RFR (M): 8077144: Concurrent mark initialization takes too long

Mon Mar 7 23:33:05 UTC 2016

Hi Kim,

  thanks for your comments.

On Mon, 2016-03-07 at 17:21 -0500, Kim Barrett wrote:
> > On Mar 4, 2016, at 4:52 AM, Thomas Schatzl <
> > thomas.schatzl at oracle.com> wrote:
> > 
> > CR:
> > https://bugs.openjdk.java.net/browse/JDK-8077144
> > Webrev:
> > http://cr.openjdk.java.net/~tschatzl/8077144/webrev/
> > Testing:
> > jprt, vm.gc testlist
> 
> ---------------------------------------------------------------------
> ---------
> src/share/vm/gc/g1/g1ConcurrentMark.hpp
>  381   void allocate_large_bitmap(BitMap* bitmap, BitMap::idx_t const
> size_in_bits);
> 
> const for the size_in_bits here is superfluous.

Done.

> ---------------------------------------------------------------------
> ---------
> src/share/vm/gc/g1/g1ConcurrentMark.cpp
>  600   // First-time allocation of the bitmaps ensures that they are
> zeroed out. There
>  601   // is no need to clear them and the liveness count data
> manually.
> 
> This comment seems misplaced, or even unnecessary.

The intent of this comment has been to avoid questions why the data
structures are not initialized here. Removing it.
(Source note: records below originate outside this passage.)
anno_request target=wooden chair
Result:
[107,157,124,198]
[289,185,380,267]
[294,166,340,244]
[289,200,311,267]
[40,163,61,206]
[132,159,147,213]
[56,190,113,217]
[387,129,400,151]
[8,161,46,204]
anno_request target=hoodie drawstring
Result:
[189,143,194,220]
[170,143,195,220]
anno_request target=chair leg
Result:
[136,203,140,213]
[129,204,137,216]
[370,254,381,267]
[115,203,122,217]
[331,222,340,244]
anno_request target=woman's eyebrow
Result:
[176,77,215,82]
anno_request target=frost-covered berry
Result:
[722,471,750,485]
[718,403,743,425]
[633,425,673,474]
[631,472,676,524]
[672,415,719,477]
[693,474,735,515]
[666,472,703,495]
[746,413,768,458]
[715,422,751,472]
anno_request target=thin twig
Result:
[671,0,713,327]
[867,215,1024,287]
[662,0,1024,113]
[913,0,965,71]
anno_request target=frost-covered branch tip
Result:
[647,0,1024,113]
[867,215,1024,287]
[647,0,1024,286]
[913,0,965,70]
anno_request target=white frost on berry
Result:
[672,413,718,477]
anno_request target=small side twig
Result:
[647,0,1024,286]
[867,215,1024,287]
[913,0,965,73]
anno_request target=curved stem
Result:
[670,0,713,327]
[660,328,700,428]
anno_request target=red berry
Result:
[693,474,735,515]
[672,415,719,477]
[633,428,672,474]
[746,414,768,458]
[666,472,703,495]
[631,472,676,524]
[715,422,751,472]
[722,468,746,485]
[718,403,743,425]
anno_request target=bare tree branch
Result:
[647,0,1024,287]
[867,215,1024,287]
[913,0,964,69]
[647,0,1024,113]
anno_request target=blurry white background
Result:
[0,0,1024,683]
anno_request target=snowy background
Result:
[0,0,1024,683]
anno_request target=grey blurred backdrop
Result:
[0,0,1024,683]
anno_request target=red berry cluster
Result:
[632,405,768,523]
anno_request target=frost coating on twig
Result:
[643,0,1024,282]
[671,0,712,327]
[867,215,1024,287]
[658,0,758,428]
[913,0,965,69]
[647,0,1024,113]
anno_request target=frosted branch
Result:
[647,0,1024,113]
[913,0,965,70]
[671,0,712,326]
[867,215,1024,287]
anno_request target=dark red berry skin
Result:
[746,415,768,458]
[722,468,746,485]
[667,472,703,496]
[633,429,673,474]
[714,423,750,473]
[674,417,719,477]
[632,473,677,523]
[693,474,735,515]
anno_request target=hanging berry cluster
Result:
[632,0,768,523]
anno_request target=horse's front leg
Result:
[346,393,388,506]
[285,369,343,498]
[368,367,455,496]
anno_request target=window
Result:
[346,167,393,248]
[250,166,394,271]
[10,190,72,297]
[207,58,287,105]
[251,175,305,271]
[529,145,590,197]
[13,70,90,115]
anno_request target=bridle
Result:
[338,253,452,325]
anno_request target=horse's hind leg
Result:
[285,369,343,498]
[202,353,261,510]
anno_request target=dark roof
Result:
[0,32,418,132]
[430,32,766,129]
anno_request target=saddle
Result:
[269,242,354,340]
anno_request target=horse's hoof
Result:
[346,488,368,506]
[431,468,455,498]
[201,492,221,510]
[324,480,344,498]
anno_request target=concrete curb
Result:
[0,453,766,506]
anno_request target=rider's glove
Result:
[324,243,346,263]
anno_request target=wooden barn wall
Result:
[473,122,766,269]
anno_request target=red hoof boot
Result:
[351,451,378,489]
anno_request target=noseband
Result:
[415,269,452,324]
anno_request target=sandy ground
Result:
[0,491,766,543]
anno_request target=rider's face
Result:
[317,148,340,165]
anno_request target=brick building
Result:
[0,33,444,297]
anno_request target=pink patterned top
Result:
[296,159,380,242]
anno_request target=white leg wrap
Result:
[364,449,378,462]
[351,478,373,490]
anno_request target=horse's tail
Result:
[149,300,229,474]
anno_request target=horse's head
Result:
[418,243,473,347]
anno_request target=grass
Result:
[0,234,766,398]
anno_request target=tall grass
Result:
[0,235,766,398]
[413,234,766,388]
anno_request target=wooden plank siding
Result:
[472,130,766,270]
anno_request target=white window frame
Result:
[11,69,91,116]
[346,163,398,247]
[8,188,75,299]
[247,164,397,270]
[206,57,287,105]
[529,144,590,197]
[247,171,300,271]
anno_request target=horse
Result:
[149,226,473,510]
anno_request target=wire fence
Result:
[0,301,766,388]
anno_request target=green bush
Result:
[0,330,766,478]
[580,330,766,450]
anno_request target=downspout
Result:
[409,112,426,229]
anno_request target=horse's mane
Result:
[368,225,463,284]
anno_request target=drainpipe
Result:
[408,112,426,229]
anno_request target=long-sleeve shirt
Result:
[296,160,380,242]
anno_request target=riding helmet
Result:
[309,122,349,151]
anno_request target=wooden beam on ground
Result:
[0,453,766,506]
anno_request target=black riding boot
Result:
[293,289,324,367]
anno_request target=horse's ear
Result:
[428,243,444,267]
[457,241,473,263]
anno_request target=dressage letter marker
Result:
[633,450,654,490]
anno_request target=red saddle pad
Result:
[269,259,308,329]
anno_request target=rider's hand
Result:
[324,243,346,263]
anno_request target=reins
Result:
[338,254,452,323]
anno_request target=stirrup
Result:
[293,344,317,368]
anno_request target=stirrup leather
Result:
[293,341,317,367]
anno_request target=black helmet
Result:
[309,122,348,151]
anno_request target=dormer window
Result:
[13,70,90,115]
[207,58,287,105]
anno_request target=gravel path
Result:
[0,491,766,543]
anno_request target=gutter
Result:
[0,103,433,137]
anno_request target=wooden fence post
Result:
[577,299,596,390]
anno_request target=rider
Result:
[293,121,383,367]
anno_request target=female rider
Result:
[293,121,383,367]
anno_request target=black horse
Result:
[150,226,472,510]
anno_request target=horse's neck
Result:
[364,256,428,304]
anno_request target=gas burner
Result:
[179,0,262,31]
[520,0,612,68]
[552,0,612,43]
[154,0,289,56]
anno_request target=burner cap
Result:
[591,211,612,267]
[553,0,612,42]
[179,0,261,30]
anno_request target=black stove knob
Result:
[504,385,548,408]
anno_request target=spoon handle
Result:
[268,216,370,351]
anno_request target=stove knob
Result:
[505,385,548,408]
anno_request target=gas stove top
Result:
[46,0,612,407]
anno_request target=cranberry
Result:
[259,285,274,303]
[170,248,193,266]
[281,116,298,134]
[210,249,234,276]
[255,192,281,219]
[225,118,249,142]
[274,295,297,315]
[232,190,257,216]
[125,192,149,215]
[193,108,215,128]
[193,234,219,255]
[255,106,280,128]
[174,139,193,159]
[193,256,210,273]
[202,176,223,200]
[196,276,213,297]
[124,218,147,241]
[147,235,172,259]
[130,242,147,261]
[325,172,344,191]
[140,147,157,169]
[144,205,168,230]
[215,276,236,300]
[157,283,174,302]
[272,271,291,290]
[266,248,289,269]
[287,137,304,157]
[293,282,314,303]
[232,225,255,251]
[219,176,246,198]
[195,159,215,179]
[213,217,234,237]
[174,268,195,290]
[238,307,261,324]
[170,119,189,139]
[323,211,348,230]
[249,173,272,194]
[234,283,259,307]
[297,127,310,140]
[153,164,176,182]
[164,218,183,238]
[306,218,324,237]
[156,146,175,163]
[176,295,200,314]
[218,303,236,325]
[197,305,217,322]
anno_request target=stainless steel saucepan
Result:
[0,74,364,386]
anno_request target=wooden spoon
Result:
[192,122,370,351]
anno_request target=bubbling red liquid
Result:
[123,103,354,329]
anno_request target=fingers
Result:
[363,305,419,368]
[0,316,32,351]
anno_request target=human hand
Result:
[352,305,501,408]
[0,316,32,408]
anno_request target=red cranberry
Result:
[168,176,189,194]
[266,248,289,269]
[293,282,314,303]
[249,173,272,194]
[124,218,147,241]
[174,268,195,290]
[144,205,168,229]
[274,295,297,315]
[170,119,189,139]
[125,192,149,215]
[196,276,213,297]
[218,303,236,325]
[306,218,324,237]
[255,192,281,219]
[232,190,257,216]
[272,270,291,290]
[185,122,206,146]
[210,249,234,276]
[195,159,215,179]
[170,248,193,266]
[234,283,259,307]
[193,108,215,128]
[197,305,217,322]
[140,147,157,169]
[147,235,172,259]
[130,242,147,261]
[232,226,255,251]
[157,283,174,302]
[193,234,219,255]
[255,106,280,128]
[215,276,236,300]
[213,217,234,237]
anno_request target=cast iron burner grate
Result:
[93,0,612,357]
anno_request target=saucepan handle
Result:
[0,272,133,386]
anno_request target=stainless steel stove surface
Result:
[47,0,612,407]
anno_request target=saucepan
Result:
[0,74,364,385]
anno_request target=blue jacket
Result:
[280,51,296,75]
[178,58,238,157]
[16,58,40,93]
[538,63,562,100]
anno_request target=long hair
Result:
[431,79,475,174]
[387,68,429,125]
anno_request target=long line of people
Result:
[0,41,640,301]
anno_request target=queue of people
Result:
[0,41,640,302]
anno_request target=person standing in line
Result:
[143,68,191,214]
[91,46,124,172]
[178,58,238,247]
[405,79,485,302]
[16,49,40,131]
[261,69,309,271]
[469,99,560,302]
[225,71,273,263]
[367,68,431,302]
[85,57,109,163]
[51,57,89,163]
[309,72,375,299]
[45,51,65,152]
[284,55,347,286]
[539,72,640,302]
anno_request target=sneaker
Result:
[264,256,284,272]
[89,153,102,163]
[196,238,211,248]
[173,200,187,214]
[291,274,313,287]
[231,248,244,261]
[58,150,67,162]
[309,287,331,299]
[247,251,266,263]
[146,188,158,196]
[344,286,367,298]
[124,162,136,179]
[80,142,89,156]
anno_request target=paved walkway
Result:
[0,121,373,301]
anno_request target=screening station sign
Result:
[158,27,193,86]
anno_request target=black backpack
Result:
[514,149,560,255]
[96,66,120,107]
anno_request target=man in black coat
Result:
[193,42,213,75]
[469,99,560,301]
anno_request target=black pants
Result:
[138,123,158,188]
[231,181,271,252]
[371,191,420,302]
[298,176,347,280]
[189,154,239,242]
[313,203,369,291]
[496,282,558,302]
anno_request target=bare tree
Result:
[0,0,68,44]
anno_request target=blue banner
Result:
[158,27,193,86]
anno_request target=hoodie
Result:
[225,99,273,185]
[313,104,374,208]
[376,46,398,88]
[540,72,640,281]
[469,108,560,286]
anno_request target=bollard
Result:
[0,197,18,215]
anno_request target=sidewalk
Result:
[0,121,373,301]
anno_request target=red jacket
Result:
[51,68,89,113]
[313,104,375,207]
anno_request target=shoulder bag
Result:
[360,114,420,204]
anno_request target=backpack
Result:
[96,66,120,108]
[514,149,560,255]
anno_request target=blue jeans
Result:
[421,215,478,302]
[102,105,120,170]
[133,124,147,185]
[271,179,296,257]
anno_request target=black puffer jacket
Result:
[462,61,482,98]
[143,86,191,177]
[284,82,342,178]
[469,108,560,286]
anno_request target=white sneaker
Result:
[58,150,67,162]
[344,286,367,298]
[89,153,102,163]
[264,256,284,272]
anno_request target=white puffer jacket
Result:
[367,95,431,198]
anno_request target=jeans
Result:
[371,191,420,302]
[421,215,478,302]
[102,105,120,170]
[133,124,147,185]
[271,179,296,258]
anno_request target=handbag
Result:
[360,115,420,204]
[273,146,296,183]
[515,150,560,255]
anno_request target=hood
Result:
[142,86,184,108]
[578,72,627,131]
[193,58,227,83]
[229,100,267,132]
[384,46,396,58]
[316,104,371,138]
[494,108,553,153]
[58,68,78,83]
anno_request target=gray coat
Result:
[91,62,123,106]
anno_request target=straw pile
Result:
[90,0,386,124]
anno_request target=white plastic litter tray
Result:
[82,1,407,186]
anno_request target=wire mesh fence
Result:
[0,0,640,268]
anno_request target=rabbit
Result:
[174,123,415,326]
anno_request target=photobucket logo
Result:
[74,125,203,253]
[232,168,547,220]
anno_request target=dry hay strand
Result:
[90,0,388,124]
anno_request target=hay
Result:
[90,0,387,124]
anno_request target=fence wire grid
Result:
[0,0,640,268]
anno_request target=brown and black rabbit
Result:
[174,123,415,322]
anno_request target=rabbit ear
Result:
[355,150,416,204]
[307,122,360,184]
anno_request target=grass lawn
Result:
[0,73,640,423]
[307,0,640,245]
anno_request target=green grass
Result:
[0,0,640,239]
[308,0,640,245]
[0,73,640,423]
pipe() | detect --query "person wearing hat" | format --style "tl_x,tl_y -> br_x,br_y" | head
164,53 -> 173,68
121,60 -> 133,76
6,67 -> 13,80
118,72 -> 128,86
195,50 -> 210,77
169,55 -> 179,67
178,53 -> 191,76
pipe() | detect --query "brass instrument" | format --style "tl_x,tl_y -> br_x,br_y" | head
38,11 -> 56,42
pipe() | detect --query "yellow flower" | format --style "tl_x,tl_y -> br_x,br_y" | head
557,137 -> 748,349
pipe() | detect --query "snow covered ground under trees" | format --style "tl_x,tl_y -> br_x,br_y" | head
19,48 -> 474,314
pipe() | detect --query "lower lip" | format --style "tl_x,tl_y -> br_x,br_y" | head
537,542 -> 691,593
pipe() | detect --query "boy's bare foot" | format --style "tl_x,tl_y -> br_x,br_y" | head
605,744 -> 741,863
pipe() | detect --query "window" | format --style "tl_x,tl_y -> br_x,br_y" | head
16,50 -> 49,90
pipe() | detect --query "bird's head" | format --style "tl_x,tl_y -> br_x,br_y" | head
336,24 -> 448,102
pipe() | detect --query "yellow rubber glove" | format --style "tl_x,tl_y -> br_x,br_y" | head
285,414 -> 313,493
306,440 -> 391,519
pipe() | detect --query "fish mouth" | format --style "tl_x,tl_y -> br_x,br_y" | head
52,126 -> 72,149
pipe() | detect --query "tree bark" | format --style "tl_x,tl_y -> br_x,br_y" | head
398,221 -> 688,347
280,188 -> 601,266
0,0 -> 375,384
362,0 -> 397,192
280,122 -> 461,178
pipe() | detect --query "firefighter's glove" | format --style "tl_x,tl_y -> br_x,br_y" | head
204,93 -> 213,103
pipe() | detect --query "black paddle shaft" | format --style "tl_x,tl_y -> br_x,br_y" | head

> ---------------------------------------------------------------------
> ---------
> src/share/vm/gc/g1/g1ConcurrentMark.cpp  
> 2145   SizeTFlagSetting fs(ArrayAllocatorMallocLimit,
> new_array_allocator_malloc_limit);
> 
> --- TBD: Are we *sure* we're still single-threaded here?  Is there a
>     risk of futzing with ArrayAllocatorMallocLimit affecting some
>     other thread?  Don't bother figuring this out until the need for
>     the modification is discussed.
> 
> Wouldn't it be better to give ArrayAllocator a new API that
> specifically requests mmap or adjusts the use-malloc/mmap boundary,
> rather than this highly roundabout mechanism with potentially
> non-local effect?  Perhaps a constructor argument that changes the
> behavior of should_use_malloc.
> 

Yes, I was thinking about this right today, particularly because I need
edthat functionality outside of G1ConcurrentMark today anyway.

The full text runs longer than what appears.